Numerical simulation of oil production using surfactant-polymer flooding

Autors: 
Persova Marina G., Novosibirsk State Technical University
Soloveichik Yuri G., Novosibirsk State Technical University
Patrushev Ilya Igorevich, Novosibirsk State Technical University
Ovchinnikova Anastasia Sergeevna, Novosibirsk State Technical University
Abstract: 

The paper is devoted to the numerical modeling of oil field development using enhanced oil recovery technologies based on surfactant-polymer flooding. The proposed approach is aimed at assessing the possible efficiency and advisability of using surfactant-polymer flooding at the later stages of real fields development. A computational scheme for modeling three-phase multicomponent fluid flow in heterogeneous porous media, taking into account the formation of an emulsion phase, as a result of binding  water and oil due to surfactants influence, is described.
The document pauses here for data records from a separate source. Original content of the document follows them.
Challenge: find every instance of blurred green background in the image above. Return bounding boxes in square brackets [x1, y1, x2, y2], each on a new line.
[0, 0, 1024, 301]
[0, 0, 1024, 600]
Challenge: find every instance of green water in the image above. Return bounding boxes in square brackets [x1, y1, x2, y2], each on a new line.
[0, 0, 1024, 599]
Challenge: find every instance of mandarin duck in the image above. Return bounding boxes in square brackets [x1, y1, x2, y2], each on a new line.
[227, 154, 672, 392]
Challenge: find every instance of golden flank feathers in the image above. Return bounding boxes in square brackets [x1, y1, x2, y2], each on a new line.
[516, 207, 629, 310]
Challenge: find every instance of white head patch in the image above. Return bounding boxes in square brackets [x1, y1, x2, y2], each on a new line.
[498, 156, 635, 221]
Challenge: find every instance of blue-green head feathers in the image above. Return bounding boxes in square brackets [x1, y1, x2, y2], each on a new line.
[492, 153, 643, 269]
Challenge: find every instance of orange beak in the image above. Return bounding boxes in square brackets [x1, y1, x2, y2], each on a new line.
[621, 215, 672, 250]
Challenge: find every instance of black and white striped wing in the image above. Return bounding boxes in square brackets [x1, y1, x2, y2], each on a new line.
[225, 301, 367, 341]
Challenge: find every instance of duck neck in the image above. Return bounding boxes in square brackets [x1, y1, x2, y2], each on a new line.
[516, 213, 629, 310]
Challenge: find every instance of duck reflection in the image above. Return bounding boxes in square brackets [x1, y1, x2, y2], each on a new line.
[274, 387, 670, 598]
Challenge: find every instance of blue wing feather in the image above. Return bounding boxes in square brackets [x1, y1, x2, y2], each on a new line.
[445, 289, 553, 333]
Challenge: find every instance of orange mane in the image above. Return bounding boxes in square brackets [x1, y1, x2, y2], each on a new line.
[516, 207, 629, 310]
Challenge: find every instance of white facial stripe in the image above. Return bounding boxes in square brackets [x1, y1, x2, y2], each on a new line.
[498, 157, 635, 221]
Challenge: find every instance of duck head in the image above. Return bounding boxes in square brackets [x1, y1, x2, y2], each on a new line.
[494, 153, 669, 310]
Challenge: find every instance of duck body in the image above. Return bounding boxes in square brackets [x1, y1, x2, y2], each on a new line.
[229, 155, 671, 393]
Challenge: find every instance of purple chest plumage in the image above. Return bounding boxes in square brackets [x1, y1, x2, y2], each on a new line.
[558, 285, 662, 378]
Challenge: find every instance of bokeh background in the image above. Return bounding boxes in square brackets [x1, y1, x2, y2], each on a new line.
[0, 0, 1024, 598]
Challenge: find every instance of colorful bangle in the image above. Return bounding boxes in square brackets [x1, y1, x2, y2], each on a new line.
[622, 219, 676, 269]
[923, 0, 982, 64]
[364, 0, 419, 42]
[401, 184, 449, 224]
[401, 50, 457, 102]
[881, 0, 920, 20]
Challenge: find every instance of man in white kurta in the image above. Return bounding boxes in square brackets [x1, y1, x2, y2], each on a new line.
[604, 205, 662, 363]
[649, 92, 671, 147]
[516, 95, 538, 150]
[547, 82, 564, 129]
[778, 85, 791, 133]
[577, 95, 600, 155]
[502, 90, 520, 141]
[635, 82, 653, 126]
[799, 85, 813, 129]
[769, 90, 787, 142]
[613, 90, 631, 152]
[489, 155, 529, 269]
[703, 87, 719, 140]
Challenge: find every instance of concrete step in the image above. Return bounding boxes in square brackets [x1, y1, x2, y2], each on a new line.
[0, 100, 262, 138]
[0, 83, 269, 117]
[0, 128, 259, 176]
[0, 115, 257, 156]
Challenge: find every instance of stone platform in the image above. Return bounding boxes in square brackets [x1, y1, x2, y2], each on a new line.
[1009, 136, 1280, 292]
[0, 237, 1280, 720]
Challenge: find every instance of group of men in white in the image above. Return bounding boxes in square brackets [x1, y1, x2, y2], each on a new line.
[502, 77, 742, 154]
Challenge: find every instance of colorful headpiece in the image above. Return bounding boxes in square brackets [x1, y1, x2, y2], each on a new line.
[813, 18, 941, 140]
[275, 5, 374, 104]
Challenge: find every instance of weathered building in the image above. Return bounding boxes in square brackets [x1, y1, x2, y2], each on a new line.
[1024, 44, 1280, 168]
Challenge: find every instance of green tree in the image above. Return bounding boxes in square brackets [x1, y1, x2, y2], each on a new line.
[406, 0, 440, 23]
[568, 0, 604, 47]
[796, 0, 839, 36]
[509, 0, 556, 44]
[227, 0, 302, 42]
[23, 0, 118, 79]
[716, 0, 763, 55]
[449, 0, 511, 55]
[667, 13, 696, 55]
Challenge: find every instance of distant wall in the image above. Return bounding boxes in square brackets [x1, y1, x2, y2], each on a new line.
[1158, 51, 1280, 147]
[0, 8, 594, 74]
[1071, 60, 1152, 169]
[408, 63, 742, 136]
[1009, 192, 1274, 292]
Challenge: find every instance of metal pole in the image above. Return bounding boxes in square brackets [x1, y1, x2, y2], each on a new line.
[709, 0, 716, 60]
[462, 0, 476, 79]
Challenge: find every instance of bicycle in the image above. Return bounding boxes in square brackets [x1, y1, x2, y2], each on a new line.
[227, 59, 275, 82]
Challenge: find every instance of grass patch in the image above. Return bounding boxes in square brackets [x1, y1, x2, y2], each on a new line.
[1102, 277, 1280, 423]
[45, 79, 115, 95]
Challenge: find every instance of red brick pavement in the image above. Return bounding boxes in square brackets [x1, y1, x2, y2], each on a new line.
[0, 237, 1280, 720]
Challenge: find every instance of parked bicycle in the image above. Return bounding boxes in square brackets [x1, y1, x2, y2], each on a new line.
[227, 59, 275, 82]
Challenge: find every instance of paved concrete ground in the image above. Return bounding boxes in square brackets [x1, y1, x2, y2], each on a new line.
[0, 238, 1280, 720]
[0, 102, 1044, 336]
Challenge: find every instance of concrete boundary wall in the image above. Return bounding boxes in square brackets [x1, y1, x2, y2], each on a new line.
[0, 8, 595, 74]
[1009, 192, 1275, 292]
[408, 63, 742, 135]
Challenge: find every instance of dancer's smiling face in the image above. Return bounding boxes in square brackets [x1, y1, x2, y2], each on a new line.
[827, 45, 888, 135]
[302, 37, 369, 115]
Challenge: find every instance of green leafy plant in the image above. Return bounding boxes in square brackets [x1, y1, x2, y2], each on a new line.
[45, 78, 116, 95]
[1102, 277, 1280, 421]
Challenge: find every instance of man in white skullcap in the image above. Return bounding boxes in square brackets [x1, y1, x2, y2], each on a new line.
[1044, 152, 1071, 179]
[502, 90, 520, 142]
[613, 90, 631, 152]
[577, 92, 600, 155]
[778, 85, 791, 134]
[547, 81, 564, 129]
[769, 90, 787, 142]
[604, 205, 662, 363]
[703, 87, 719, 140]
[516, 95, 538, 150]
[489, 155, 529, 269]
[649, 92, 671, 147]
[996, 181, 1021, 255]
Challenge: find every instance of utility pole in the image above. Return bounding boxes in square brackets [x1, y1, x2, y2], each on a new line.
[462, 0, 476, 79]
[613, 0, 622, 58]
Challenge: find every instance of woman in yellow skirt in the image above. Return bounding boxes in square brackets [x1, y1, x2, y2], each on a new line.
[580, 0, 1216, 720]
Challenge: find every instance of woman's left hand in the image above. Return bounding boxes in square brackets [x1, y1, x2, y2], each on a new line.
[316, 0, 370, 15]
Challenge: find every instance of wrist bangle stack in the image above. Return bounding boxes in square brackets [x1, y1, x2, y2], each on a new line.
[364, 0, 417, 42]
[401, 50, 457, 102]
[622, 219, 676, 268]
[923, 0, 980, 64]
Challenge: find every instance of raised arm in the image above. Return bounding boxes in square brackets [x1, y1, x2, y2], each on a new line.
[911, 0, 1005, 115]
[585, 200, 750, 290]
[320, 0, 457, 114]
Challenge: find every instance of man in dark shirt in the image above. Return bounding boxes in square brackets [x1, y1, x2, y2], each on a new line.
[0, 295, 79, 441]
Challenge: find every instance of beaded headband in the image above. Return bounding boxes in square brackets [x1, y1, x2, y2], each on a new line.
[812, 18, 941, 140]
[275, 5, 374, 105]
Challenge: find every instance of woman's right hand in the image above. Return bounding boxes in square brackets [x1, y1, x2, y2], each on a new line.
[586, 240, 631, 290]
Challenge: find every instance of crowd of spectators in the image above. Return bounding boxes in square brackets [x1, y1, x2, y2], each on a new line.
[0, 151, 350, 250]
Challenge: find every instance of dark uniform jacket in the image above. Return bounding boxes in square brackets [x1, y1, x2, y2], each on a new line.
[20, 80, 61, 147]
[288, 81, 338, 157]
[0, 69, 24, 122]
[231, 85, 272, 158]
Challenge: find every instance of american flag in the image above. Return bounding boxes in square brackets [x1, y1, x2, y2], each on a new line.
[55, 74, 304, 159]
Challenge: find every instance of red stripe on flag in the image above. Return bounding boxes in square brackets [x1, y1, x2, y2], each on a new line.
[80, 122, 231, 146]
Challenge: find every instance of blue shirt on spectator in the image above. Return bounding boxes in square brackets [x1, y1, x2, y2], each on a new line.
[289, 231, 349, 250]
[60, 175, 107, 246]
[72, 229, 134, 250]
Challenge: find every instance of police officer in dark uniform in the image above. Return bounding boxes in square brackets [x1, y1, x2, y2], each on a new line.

This computational scheme is constructed similarly to the principle of the well-known IMPEC scheme and based on an implicit calculation of pressure by the finite element method and an explicit phase transfer between the cells of the finite element mesh at each time step. This makes it possible to calculate the effect of surfactants in each cell of the mesh independently of other cells. The scheme provides for the modeling of chemical reactions taking into account their rates and the amount of reactants in the mesh cells. The effect of enhanced oil recovery is achieved due to higher mobility and lower residual saturation of the emerging emulsion phase in comparison with the oil phase. Numerical experiments were carried out on a model of a real field with a large number of active wells and a highly heterogeneous porous medium. Three methods of field development are compared: water injection, polymer flooding, and injection of a surfactant-polymer solution. The convergence of the numerical scheme is shown for space and time mesh refinement. Compared to two-phase two-component flow, the additional computational costs associated with the formation of the emulsion phase and its subsequent flow do not exceed 10%.

Acknowledgments: 
This work was supported by the Ministry of Science and Higher Education of the Russian Federation (project No. FSUN-2020-0012, development of computational scheme for modeling three-dimensional multiphase multicomponent flow) and by the Russian Foundation for Basic Research (project No.~20-31-90049, construction of a modeling scheme and study of the enhanced oil recovery method: surfactant-polymer flooding’).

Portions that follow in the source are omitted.